When String Bean was three months old, I took her into work to show her around. I’d decided to make my maternity leave permanent and needed to sign some paperwork, and everyone had been asking when they’d get to see her. She was a fussy baby in general, a mama’s girl who wanted nothing to do with strangers, but on that visit she was surprisingly calm, sleeping through most of it as one coworker after another came by to coo at her. One woman, Mary, one of the funny ones I was sure to miss after quitting, asked how she was sleeping at night. A miraculous thing happened at three months old. String Bean discovered her thumb. Sure, now that her bite is getting messed up from thumb-sucking, it isn’t so cute, not to mention the germs I imagine on her thumb every time I watch her slide it into her mouth.

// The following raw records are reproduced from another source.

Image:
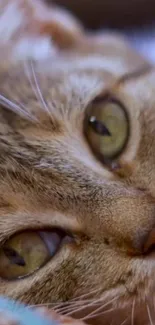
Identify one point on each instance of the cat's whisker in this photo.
(98, 314)
(14, 107)
(132, 312)
(98, 310)
(72, 305)
(90, 305)
(149, 314)
(31, 75)
(87, 294)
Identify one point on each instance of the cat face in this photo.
(77, 196)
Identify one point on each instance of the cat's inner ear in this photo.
(114, 48)
(35, 30)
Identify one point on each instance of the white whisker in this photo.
(91, 304)
(31, 75)
(15, 108)
(87, 294)
(98, 309)
(98, 315)
(132, 312)
(74, 305)
(149, 314)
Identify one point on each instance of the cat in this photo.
(77, 178)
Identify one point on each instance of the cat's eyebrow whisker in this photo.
(99, 309)
(31, 75)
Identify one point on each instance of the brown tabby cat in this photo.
(77, 169)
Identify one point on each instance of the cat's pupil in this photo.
(13, 256)
(99, 127)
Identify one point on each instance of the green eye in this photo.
(27, 252)
(106, 128)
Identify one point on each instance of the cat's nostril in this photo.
(149, 245)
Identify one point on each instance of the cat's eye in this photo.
(106, 128)
(27, 252)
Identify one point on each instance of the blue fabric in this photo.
(22, 314)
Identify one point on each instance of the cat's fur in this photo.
(50, 177)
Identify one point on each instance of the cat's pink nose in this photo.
(149, 245)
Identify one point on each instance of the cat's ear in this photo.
(115, 49)
(29, 28)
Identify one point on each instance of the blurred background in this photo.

But at three months old, thumb-sucking meant self-soothing, and she suddenly started sleeping in a solid block of five or six hours, what we considered to be “through the night” in our sleep-deprived states.
“Wow, that’s great!” Mary said, “Sleeping through the night already. I don’t think my kids slept through the night consistently until they were eight years old.”
Her comment struck me as funny, an obvious joke. Of course kids sleep through the night before they are eight years old. Don’t they? Well, I have a five-year-old and a three-year-old and I’d say it’s a 50/50 chance each night whether I get a full night’s sleep or have to get up with one of them in the night. Last night I was up with Peanut three times due to nightmares and her generally not feeling well. That’s like having a newborn again. If Mary was right, does that mean I only have three more years of interrupted sleep before I’m only getting up semi-regularly with one child? I certainly hope so. Because I miss it. Sleep.